The recent progress in the area of digital imaging and computing technology has resulted in an exponential increase in digital media data. Texture is one of the important features to facilitate search and classification of image data. Various texture descriptors are available that facilitate in determining important visual cues of the images texture like surface properties and orientation, which may be further used in various applications such as scene interpretation, image segmentation and object-detection in the field of computer vision. Examples of available texture descriptors includes, Histograms of Oriented Gradients (HOG), Local Binary Patterns (LBP), Rotation invariant-Local Binary Pattern (RLBP) and Rotation Invariant Histograms of Oriented Gradients.

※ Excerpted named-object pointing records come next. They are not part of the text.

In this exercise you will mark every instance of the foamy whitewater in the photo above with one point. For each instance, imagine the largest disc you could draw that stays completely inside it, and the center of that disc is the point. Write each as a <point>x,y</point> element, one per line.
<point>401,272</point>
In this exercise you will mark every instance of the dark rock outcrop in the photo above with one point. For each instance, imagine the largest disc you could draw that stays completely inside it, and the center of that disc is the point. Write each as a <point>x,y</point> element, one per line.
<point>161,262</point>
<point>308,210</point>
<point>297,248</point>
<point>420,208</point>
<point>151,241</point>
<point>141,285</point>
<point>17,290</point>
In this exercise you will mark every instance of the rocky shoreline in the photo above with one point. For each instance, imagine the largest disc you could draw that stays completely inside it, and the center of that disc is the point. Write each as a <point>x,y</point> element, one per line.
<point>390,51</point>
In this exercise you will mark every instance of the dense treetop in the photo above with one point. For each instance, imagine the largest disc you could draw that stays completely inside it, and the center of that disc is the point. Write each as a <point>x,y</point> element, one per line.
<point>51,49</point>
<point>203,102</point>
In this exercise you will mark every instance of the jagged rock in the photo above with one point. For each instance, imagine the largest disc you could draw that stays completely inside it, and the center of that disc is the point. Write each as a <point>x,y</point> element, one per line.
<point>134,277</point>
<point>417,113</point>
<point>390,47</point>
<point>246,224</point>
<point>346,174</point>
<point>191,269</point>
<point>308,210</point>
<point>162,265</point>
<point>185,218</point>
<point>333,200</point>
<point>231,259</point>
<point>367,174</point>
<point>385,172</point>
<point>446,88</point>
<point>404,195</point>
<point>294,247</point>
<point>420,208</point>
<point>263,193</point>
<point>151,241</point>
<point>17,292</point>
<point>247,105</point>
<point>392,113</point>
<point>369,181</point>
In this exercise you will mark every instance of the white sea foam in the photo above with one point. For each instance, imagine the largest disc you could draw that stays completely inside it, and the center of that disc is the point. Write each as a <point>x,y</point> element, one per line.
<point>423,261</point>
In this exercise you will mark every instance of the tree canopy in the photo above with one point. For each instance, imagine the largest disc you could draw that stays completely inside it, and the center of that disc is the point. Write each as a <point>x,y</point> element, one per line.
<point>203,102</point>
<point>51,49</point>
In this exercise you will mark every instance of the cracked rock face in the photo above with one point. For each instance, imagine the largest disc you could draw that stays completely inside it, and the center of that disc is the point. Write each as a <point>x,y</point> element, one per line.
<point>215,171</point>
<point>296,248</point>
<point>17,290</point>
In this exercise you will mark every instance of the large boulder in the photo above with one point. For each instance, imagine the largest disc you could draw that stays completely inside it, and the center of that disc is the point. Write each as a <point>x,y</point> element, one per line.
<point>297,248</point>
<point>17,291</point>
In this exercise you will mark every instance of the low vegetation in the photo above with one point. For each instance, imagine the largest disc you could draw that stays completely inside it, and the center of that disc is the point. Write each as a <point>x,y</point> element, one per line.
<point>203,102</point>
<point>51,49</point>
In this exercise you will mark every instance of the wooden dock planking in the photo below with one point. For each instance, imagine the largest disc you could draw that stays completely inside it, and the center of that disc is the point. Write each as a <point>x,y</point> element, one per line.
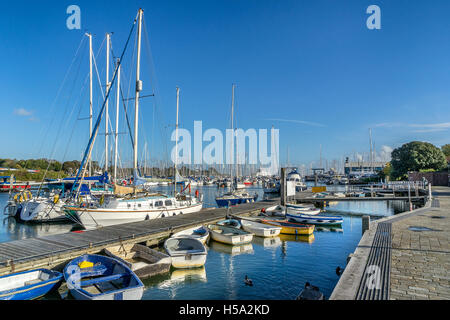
<point>52,250</point>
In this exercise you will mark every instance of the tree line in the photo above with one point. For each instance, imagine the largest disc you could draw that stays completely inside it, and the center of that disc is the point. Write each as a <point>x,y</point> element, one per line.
<point>417,156</point>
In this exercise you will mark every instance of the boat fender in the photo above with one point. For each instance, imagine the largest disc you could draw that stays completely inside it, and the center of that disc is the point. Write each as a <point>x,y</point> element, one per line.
<point>248,282</point>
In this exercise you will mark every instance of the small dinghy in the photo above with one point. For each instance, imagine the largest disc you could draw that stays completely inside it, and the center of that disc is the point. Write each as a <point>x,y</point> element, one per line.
<point>310,293</point>
<point>142,260</point>
<point>288,227</point>
<point>95,277</point>
<point>29,285</point>
<point>186,252</point>
<point>317,220</point>
<point>230,223</point>
<point>229,235</point>
<point>260,229</point>
<point>200,233</point>
<point>307,210</point>
<point>274,211</point>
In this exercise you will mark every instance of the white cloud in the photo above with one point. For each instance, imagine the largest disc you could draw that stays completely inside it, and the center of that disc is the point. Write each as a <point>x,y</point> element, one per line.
<point>309,123</point>
<point>385,153</point>
<point>22,112</point>
<point>419,128</point>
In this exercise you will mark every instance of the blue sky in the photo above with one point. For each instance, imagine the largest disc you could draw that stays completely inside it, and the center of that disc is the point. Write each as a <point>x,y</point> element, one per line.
<point>310,68</point>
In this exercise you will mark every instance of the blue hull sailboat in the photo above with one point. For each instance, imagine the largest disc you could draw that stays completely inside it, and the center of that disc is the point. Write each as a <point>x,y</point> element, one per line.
<point>95,277</point>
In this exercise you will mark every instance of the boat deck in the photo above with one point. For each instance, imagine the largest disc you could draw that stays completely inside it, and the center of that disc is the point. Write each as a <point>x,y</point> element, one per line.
<point>53,250</point>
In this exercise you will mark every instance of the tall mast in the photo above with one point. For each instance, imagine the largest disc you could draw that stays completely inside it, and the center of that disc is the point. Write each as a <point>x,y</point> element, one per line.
<point>176,144</point>
<point>371,149</point>
<point>116,134</point>
<point>138,90</point>
<point>232,130</point>
<point>108,39</point>
<point>90,94</point>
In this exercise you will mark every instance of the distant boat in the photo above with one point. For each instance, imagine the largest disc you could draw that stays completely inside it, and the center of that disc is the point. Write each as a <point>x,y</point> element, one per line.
<point>95,277</point>
<point>200,233</point>
<point>229,235</point>
<point>288,227</point>
<point>232,250</point>
<point>317,219</point>
<point>29,285</point>
<point>295,178</point>
<point>143,261</point>
<point>260,229</point>
<point>186,252</point>
<point>230,223</point>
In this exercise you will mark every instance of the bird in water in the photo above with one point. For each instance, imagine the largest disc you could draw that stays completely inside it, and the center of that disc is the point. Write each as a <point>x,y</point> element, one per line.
<point>248,282</point>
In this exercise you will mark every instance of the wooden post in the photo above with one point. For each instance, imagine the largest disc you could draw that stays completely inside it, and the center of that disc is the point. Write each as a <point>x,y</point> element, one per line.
<point>365,223</point>
<point>283,186</point>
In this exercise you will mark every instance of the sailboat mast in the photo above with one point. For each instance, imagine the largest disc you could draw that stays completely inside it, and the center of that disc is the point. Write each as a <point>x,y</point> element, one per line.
<point>232,131</point>
<point>371,149</point>
<point>108,39</point>
<point>90,95</point>
<point>176,143</point>
<point>116,134</point>
<point>138,90</point>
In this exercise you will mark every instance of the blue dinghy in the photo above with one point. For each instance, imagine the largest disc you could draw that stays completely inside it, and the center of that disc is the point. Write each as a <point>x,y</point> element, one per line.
<point>95,277</point>
<point>230,223</point>
<point>29,285</point>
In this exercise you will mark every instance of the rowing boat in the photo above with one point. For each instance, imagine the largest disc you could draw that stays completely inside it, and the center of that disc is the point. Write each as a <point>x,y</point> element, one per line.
<point>186,252</point>
<point>229,235</point>
<point>260,229</point>
<point>143,261</point>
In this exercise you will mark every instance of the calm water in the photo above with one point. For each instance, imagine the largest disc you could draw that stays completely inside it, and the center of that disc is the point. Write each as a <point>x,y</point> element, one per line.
<point>279,267</point>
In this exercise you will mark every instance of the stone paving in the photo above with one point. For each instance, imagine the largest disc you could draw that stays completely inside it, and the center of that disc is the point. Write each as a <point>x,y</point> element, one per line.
<point>420,260</point>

However, the major challenge in the field of texture determination is that images are not always captured from the identical viewing angle in the real world. In many domains, such as textiles, nature photos and satellite images, the orientation of the objects can undergo significant rotation. And, it is highly onerous to ensure that captured images have the same degree of orientation between each other.
Conventionally, the existing texture descriptors are either sensitive to image rotation or are computationally expensive. HOG and LBP are two most commonly used texture descriptors in computer vision. Both the descriptors have low computational complexity, but are sensitive to rotation of texture patterns in images. There are a few rotation-invariant textures descriptors like RLBP and Rotation invariant HOG, which initially computes the LBP and HOG descriptors respectively, and introduce additional steps to align the local histograms to achieve rotation-independence. The additional step for achieving rotation invariance makes RLBP and Rotation Invariant HOG computationally expensive. Further, some of the texture features have high dimensionality resulting in higher computational and storage costs. For example, LBP and RLBP are represented as 256 dimensional 36 dimensional vectors respectively.